Does it splash in the pan? (Both suggest a case from the anal canal.)
Is it bright red on the surface of the stool? (Suggests a lower rectal cause.)
Is the blood darker, with clots or marbled into the stools? (Suggests a colonic cause.)
Is the blood fully mixed with the stool or altered? (Suggests a proximal colonic cause.)

Tenesmus

(desire to pass stools with either no result or incomplete satisfaction of defecation). Suggests rectal pathology.

Jaundice

(yellow discoloration due to hyperbilirubinaemia; image).
How quickly did the jaundice develop?
Is there associated pruritus?
Are there any symptoms of pain, fever, or malaise? (Suggests infection.)

Haemoptysis

(the presence of blood in expectorate).
What colour is the blood? (Light pink froth suggests pulmonary oedema.)
Are there clots or dark blood? (Infection or endobronchial lesion.)
How much blood? Moderate bleeds quickly threaten airways: get help quickly.

Dyspnoea

(difficulty in or increased awareness of breathing).
When does the dyspnoea occur?
quantify the amount of effort. Is it positional?
  • Orthopnoea is difficulty in breathing that occurs on lying flat: quantify it by asking how many pillows the patient needs at night to remain symptom-free.
  • Paroxysmal nocturnal dyspnoea is intermittent breathless at night.
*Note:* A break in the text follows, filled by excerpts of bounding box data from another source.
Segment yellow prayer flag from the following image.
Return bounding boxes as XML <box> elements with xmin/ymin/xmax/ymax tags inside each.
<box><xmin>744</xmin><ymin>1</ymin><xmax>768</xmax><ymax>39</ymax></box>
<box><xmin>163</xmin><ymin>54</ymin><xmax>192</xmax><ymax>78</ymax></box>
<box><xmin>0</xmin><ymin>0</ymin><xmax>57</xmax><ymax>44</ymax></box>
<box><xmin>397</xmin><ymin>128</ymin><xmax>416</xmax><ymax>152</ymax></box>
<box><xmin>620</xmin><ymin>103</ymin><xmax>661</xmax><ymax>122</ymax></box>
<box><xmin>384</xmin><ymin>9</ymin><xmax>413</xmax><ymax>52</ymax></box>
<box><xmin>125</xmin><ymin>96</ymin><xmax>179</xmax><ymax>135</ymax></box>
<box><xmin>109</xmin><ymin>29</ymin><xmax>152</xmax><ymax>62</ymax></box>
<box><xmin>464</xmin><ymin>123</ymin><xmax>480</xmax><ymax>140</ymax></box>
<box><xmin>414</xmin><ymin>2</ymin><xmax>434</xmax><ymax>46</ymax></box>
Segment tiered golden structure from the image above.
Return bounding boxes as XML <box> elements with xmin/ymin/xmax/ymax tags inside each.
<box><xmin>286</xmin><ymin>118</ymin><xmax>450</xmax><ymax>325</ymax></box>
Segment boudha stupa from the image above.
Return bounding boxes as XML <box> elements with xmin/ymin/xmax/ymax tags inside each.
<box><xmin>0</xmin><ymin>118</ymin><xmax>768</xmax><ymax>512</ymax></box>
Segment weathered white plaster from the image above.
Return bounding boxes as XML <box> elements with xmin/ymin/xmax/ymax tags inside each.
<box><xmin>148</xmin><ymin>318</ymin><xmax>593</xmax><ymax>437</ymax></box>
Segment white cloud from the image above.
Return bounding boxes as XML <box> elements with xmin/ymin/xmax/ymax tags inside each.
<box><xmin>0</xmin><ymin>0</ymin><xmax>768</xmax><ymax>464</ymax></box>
Both orthopnoea and paroxysmal nocturnal dyspnoea suggest cardiac failure.
Claudication

(the presence of pain in the muscles of the calf, thigh, or buttock precipitated by exercise and relieved by rest).
After what degree of exercise does the pain occur (both distance on the flat and gradients)?
How quickly is the pain relieved by rest?

Rest pain

(pain in a limb at rest without significant exercise)
How long has the pain been present?
Is it intermittent?
Does it occur mainly at night?
Is it relieved by dependency of the limb involved?